Cover: Temporal Trends in Radical Prostatectomy Complications from 1991-1998

Temporal Trends in Radical Prostatectomy Complications from 1991-1998

Published in: The Journal of Urology, v. 169, no. 4, Apr. 2003, p. 1443-1448

Posted on 2003

by Jim C. Hu, Karen F. Gold, Chris L. Pashos, Shilpa S. Mehta, Mark Litwin

PURPOSE: The authors performed a retrospective, longitudinal, population based study to ascertain whether radical prostatectomy outcomes improved after the diffusion of surgical innovations during the last decade. MATERIALS AND METHODS: Using a 5% national random sample of Medicare beneficiaries they identified 12,079 men who underwent radical prostatectomy from 1991 to 1998. The authors analyzed relevant Medicare data to establish length of stay and the rate of in hospital complications (cardiac, respiratory, vascular, wound and genitourinary conditions) as well as the rate of anastomotic stricture, incontinence and impotence through 36 months after surgery. The authors performed multivariate logistic regression to control for age, race and geographic region when assessing the association of surgery year with outcomes of interest. RESULTS: Between 1991 and 1998 the in hospital complication rate decreased from 38% to 30% and mean length of stay decreased from 8.1 to 5.1 days. Each value had significant regional variation throughout the United States. The 3-year incontinence rate decreased from 20% in 1991 to 4% in 1995. However, no meaningful trends were observed in the rate of impotence, anastomotic stricture, or placement of artificial urinary sphincters or penile prostheses. On multivariate analysis, older age (75 years or older, OR 1.68, p <0.01) and nonwhite race (OR 1.35, p <0.01) were associated with more in hospital complications.
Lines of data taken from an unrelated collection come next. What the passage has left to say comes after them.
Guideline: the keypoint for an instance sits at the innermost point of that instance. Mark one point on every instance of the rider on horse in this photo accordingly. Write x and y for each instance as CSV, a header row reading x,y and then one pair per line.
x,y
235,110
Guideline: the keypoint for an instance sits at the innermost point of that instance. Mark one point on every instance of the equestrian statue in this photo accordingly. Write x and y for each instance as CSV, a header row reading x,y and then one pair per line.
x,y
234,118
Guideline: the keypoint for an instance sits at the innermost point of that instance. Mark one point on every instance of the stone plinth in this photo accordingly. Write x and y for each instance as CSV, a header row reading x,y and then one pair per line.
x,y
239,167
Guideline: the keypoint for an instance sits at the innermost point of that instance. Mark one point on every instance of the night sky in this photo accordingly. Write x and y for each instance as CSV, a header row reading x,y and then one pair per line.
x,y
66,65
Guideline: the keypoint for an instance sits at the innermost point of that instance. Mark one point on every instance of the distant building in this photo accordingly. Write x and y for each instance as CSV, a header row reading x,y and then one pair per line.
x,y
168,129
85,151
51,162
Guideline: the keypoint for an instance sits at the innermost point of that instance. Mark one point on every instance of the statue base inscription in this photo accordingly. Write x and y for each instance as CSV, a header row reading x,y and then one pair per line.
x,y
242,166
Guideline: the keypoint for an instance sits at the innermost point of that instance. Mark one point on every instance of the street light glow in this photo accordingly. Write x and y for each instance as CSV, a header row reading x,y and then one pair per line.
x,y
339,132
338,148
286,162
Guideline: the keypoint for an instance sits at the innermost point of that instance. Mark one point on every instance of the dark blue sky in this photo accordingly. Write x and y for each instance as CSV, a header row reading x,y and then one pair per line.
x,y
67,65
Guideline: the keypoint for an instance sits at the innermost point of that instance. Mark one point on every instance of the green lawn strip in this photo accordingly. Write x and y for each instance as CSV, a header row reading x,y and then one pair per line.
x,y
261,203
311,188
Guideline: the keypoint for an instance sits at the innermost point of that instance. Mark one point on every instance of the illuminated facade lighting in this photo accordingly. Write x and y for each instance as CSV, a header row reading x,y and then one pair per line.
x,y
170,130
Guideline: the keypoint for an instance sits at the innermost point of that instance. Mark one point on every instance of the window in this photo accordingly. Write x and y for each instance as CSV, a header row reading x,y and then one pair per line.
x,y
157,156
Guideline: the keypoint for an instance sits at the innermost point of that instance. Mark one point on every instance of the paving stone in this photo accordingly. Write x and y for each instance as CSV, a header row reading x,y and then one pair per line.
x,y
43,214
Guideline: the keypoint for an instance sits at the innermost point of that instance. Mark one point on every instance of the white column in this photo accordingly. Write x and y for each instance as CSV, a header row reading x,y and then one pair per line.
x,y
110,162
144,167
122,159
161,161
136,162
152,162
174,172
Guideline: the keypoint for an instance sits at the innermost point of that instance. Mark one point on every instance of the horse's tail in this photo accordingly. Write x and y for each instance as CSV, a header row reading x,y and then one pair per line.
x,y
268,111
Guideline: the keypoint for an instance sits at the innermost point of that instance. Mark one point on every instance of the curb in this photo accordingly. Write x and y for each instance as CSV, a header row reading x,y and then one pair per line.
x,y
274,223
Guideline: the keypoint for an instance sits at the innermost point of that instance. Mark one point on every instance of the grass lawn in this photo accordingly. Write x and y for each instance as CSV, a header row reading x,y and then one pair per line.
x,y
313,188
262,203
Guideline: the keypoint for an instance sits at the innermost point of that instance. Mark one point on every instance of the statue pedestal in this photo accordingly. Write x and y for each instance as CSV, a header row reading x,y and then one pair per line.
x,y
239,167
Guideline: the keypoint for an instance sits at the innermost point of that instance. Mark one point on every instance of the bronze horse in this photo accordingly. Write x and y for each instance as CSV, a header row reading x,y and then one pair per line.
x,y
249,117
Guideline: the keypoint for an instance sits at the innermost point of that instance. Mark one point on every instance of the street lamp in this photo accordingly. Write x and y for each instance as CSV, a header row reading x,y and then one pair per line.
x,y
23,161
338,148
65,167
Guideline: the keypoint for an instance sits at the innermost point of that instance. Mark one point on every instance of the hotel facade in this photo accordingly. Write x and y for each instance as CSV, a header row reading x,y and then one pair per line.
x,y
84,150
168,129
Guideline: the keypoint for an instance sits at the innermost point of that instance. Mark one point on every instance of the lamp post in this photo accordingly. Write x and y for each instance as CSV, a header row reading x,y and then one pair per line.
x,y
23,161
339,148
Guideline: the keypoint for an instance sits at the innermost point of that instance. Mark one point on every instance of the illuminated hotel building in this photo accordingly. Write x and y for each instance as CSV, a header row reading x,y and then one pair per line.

Nonwhite patients were also more likely to be diagnosed with impotence (OR 1.25, p <0.01) and undergo penile prosthesis placement (OR 1.5, p <0.01). CONCLUSIONS: As urologists reach consensus on the ideal clinical characteristics for radical prostatectomy candidates, surgery in fewer elderly patients and the dissemination of surgical advances have been associated with shorter length of stay, fewer in hospital complications and a lower long-term incontinence rate. However, there is capacity for improvement, as evidenced by the unchanging rate of anastomotic stricture and impotence.